Considering that research shows that children’s health is directly tied to their ability to learn, a drop in the number of children with health insurance could have a major effect on students’ performance at school.

But some Republican governors have seized upon one part of the U.S. Supreme Court ruling on the Affordable Care Act earlier this month that says states cannot be threatened with a loss of existing Medicaid dollars if they refuse to participate in an expansion of the health care program for the poor. They have said they will not expand the program in their states.

In a new memo, the Center on Budget and Policy Priorities and the Georgetown University Health Policy Institute’s Center for Children and Families outline the potential effects if Florida, Texas, Wisconsin, and other states decline to expand Medicaid—an expansion in which the federal government would pick up all or nearly all of the tab for years. The expansion would allow many low-income families not eligible for Medicaid to qualify. These families wouldn’t be able to get help buying insurance from healthcare exchanges, so without an expansion, they would likely continue to lack access to coverage.

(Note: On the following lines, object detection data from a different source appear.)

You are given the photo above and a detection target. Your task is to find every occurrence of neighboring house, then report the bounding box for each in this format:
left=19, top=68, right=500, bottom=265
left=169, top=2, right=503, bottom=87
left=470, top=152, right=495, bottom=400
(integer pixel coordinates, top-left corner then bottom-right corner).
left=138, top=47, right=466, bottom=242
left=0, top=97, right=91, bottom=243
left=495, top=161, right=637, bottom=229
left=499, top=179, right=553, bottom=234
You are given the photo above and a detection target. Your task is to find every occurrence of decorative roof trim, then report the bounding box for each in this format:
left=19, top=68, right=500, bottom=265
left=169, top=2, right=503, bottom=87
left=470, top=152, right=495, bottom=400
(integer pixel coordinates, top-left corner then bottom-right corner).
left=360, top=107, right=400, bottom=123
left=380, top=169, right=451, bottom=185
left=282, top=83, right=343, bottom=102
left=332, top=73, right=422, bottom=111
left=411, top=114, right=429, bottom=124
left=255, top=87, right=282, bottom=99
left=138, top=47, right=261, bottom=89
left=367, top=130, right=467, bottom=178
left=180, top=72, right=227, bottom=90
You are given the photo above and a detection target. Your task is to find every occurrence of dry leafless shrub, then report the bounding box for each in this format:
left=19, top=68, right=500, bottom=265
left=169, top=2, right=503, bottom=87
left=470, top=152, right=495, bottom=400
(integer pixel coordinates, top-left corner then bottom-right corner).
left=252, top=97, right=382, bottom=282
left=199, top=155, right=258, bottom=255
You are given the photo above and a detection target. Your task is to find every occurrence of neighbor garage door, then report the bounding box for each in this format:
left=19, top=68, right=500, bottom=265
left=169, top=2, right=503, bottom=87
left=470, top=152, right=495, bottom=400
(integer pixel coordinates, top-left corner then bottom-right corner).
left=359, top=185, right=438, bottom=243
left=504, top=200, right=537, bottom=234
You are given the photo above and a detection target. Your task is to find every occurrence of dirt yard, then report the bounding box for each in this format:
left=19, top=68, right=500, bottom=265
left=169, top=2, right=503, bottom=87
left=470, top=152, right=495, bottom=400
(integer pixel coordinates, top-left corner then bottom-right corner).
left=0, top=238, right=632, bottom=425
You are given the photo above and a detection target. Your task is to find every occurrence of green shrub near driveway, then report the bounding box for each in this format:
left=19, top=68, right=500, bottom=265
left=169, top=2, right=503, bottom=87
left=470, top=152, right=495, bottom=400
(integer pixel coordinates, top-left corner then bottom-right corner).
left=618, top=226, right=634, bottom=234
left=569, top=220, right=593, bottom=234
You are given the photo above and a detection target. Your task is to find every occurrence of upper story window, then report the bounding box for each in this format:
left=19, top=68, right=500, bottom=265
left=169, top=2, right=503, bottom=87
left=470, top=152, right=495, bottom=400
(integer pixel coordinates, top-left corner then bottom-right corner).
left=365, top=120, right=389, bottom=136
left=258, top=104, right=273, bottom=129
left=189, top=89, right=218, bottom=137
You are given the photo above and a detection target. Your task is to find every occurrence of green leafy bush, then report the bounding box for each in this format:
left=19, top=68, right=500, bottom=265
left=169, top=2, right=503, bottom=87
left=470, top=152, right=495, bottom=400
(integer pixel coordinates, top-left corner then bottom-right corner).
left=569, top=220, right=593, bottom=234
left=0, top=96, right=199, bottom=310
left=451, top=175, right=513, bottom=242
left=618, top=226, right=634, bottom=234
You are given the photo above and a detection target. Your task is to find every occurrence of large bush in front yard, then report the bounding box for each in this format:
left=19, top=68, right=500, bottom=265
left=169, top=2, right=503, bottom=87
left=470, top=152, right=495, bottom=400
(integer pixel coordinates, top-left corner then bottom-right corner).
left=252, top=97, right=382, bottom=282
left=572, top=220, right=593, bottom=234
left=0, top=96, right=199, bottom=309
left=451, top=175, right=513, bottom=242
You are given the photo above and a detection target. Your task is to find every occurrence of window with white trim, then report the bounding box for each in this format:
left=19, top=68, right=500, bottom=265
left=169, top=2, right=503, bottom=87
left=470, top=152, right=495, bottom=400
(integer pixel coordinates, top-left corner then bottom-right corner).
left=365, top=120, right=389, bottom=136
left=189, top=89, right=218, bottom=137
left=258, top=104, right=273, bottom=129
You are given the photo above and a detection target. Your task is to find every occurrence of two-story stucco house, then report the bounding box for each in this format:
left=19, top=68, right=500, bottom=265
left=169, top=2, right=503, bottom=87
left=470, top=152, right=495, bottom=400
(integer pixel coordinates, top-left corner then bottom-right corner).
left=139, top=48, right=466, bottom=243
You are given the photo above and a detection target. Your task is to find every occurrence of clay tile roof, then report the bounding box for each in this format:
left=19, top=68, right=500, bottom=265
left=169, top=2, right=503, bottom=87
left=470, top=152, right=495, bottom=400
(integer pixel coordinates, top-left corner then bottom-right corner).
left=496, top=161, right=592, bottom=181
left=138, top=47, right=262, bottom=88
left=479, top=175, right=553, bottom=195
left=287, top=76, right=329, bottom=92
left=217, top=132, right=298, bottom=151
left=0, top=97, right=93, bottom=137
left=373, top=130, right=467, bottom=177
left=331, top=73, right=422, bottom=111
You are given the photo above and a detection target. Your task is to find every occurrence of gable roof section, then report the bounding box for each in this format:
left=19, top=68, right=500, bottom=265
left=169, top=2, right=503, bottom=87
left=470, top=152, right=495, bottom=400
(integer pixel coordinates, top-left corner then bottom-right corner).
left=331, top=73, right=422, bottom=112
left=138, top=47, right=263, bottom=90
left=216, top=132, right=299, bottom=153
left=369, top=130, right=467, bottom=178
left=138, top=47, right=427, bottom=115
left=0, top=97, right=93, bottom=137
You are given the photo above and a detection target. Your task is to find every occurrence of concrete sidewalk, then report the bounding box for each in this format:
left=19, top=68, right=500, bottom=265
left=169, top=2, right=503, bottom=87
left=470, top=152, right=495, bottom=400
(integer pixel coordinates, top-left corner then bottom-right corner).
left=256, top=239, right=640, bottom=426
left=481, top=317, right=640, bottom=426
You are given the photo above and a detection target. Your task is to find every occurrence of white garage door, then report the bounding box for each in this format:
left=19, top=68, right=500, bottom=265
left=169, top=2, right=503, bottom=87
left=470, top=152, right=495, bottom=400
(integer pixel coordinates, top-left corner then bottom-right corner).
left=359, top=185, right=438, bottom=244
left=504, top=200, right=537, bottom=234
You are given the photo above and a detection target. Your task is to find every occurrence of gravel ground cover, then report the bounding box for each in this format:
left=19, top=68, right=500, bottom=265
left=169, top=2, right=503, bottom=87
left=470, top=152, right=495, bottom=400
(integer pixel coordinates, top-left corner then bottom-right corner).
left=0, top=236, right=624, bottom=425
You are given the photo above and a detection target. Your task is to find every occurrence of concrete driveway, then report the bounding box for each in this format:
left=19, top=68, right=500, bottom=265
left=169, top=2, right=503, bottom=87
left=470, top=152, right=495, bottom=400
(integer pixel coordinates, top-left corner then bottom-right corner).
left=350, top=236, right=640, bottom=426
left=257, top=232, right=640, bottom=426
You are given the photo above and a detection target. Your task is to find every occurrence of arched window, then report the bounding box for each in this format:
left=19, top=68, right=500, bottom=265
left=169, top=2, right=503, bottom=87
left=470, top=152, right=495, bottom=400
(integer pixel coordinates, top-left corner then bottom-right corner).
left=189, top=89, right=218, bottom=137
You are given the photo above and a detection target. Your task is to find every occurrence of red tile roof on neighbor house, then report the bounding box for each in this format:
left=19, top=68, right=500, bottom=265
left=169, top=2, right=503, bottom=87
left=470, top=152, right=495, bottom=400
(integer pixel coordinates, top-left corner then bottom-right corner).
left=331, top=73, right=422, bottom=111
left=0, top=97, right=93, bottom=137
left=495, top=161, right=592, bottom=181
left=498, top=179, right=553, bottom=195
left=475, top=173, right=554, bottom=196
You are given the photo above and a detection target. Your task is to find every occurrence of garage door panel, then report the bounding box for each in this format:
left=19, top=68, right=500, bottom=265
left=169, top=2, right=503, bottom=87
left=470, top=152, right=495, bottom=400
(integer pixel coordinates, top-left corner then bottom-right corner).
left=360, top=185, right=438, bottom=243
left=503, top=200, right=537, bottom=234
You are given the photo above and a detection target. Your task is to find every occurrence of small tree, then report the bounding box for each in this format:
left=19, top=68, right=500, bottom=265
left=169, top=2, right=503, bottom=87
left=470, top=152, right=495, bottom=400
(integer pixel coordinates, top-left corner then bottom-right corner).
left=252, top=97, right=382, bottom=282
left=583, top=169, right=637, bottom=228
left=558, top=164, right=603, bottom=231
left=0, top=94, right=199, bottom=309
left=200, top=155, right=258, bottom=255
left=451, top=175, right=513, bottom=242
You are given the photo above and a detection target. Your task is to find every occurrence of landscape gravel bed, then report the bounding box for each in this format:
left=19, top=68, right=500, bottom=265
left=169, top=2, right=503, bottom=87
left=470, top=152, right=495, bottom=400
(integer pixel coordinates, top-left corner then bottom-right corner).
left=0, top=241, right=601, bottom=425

While the federal Children’s Health Insurance Program has helped increase the number of poor children with health insurance, coverage for the parents of these children is also critical, the groups said.

For example, they said, low-income families are three times as likely to have children who are eligible for insurance but who don’t have coverage than families where parents are covered by private insurance or Medicaid. And previous expansions of Medicaid coverage for parents have led to significant increases in the enrollment of eligible children and subsequent decreases in uninsured children.

Estimates of just how many parents would be eligible for coverage in some states, based on children’s enrollment in Medicaid or CHIP, are available here.

Also, studies have found that covering parents makes it more likely that children’s coverage by Medicaid and CHIP remains steady, the groups said.

These statements echo a previous report by the Center on Budget and Policy Priorities that long preceded the 2010 Affordable Care Act. The nonpartisan Center, based in Washington, works on fiscal policy and public programs that affect low- and moderate-income people.

When parents have poor physical or mental health, the groups note, the Institute of Medicine has reported that they may cause a stressful family environment that can impair children’s health. In addition, uninsured parents may turn to expensive forms of treatment—such as emergency rooms—winding up with big bills that also can have a negative effect on their children.